Due to the short phenotypic switch rates compared to the rates of cell proliferation and deactivation, Mφ were assumed to be in equilibrium with respect to phenotypic switch. Assumption A5 allow us to link the number of profibrotic and proinflammatory Mφ as:

$$Y={\lambda }^{-1}\frac{{M}_{1}}{{M}_{2}},$$
(5)

where \(\lambda=\frac{{k}_{2\to 1}}{{k}_{1\to 2}}\) is the ratio of the switching rates. Using this expression, we can combine the equations for both macrophage phenotypes into a single equation for the total macrophage number, \(M={M}_{1}+{M}_{2}.\) The model is simplified further by non-dimensionalizing all quantities (Box 1). The fully parameterized model has been deposited in the Biomodels database (MODEL2209160001).
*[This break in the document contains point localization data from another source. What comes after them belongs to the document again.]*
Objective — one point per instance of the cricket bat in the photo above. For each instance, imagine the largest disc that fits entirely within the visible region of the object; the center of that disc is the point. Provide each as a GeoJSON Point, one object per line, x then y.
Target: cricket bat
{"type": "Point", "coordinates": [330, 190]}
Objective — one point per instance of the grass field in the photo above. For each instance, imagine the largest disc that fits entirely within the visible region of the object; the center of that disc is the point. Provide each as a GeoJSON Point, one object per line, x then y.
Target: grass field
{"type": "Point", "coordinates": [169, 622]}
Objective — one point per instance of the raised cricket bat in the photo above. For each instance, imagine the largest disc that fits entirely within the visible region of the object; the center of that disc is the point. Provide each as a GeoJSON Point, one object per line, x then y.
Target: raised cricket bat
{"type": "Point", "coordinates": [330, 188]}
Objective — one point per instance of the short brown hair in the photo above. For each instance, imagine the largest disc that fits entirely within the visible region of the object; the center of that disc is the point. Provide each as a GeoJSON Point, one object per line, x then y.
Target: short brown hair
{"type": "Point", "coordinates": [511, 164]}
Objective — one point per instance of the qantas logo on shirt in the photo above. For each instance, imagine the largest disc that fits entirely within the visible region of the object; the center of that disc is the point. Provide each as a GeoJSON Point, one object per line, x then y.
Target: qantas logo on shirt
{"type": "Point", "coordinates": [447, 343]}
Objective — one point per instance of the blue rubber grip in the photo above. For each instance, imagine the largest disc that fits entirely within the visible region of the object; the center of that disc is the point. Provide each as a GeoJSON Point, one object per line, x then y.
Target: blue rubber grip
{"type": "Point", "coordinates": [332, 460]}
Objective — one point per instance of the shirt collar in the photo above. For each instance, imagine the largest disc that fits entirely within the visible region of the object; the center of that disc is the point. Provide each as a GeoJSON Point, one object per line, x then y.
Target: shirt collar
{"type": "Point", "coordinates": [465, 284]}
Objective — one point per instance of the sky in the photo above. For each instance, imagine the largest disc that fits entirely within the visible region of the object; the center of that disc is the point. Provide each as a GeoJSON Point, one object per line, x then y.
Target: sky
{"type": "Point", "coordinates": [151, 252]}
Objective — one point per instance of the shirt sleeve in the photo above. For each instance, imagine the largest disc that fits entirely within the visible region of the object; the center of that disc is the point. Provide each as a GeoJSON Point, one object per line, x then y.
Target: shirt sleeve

When the cytokines PDGF and CSF1 are assumed to be in a quasi-steady state, the reduced model (Box 1) has a similar structure to the one developed by ref. 25. For a comparison of the two models refer to the mathematical modeling appendix in the Supplementary information section. In contrast to ref. 25, the activation rates of the two cell populations are modified by the impact of inflammation and hypoxia. Under normoxic conditions (\(H=0\)), there is a single stable steady state:

$$m=\frac{y\left(1+\lambda y\right)}{\lambda y+{\delta }_{1}},$$
(6)
$$f=0.$$
(7)

In hypoxia, this steady state exists along with two additional steady states. Linear stability analysis reveals that the steady state common to hypoxic and normoxic conditions (the “healthy” steady state) is a stable node as long as:

$$H \, < \, \frac{{\delta }_{2}}{\beta }\left(\lambda+\frac{{\delta }_{1}}{y}\right),$$
(8)

or written in terms of the inflammation level, which defines a critical inflammation, above which the system cannot return to the healthy state:

$$y \ < \ {y}_{{{\mbox{cr}}}}=\frac{{\delta }_{1}}{\frac{\beta }{{\delta }_{2}}H-\lambda }.$$
(9)

It should be noted that, in the limit of very high inflammation (\({\delta }_{1}\ \ll \ \lambda\)), stability of the healthy state is still possible, as the stability condition reduces to:

$$H \, < \, \frac{\lambda {\delta }_{2}}{\beta }.$$
(10)

One of the two steady states found only in hypoxic conditions is numerically found to correspond to a saddle point, while the other can be a stable or unstable node (“fibrotic” steady state) with \(f\approx 1\) and \(m\,\gg\, 1\). The inflammation-hypoxia space can be partitioned into three regions depending on the stability of the two nodes: (I) the healthy state is stable, the fibrotic state is unstable; (II) both states are stable; (III) the healthy steady state is unstable, the fibrotic state is stable (Fig. 10b).

Statistical analysis

Statistical analysis was performed using Prism version 7.0 (GraphPad software). Comparisons were calculated by two-way ANOVA test applying Tukey’s multiple comparisons correction. The level of statistically significant difference was defined as p < 0.05.

Reporting summary

Further information on research design is available in the Nature Research Reporting Summary linked to this article.